We have begun to study the genetic basis of deterioration of cardiac function in the fruit fly Drosophila melanogaster as an age-related cardiac disease model. For this purpose we have developed heart function assays in Drosophila and found that the fly's cardiac performance, as that of the human heart, deteriorates with age: aging fruit flies exhibit a progressive increase in electrical pacing-induced heart failure as well as in arrhythmias. The insulin receptor and associated pathways have a dramatic and heart-autonomous influence on age-related cardiac performance in flies, suggestive of potentially similar mechanisms in regulating cardiac aging in vertebrates. Compromised KCNQ and K(ATP) ion channel functions also seem to contribute to the decline in heart performance in aging flies, suggesting that the corresponding vertebrate gene functions may similarly decline with age, in addition to their conserved role in protecting against arrhythmias and hypoxia/ischemia, respectively. The fly heart is thus emerging as a promising genetic model for studying the age-dependent decline in organ function.

Figure 1

Pacing-induced heart failure as a function of age following external electrical pacing from outbred wild type offspring (yw x Canton S). Experiments were performed at both 25°C and 29°C for a period of seven weeks. Test temperature alone has no effect on failure rate (Χ²= 0.05, p=0.82). Pacing-induced failure rate is age-dependent for both genders at both temperatures (Χ²>40, p<0.0001). More than 90 flies were used for each sample point. From Wessells et al. (2004).

Figure 2

(left hand panels) M-mode traces prepared from high speed movies of dissected flies with exposed hearts at one week (top) and five weeks of age (bottom). A 1 pixel-wide region with both edges of the heart tube is defined in a single movie frame. Same regions are electronically cut from all of the frames in the movie and aligned horizontally to produce the trace. (right hand panels) Histograms of the heart period lengths from the M-mode traces. Note the regular heart beat and corresponding narrow heart period distribution at one week; the incidence and severity of arrhythmicity increases with age (eg. at five weeks) and the heart period distribution broadens.

Figure 3

Cardiac dSUR function protects heart performance against electrical pacing.

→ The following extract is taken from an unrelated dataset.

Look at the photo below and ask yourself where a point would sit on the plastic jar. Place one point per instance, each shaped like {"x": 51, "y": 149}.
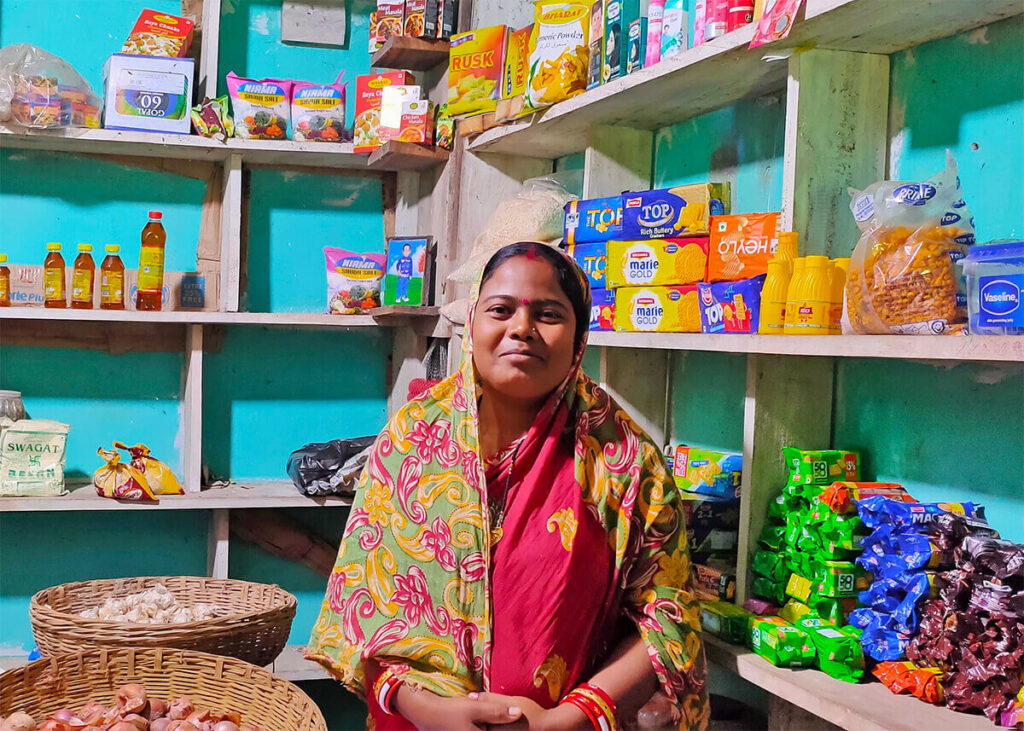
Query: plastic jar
{"x": 994, "y": 275}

Heart failure rate after 30-second high frequency (6Hz) external pacing in one-week old RNAi-mediated knockdown mutants (progeny of UAS-dSUR-RNAi flies with the heart-specific GMH5 driver. Controls (progeny of GMH5 crossed with yw and yw crossed with UAS-dSUR-RNAi lines) show a low rate of heart failure. Conversely, cardiac dSUR knockdown results in significantly elevated levels of pacing-induced heart failure (*<0.01). Adapted from Akasaka et al. (2006).

Figure 4

dSUR K_ATP channel expression declines with senescence. (A) Relative expression of dSUR (0.15), tin (0.72), GFP (0.65) and SH3β (0.78) genes in five-week old hearts compared to hearts at one-week of age. Note the dramatic reduced dSUR RNA level with age compared to controls. (B,C) Electrical pacing-induced heart failure in flies treated with drugs that affect the mammalian sulfonylurea receptors. (B) One-week old yw flies fed with SUR blocker tolbutamide showed a higher heart failure rate than DMSO control-treated yw flies (45% and 25% respectively; p<0.01). (C) 3.5-week old yw flies fed with the K_ATP channel opener pinacidil showed a lower failure rate than DMSO-controls (26% and 42% respectively; p<0.02). From Akasaka et al. (2006).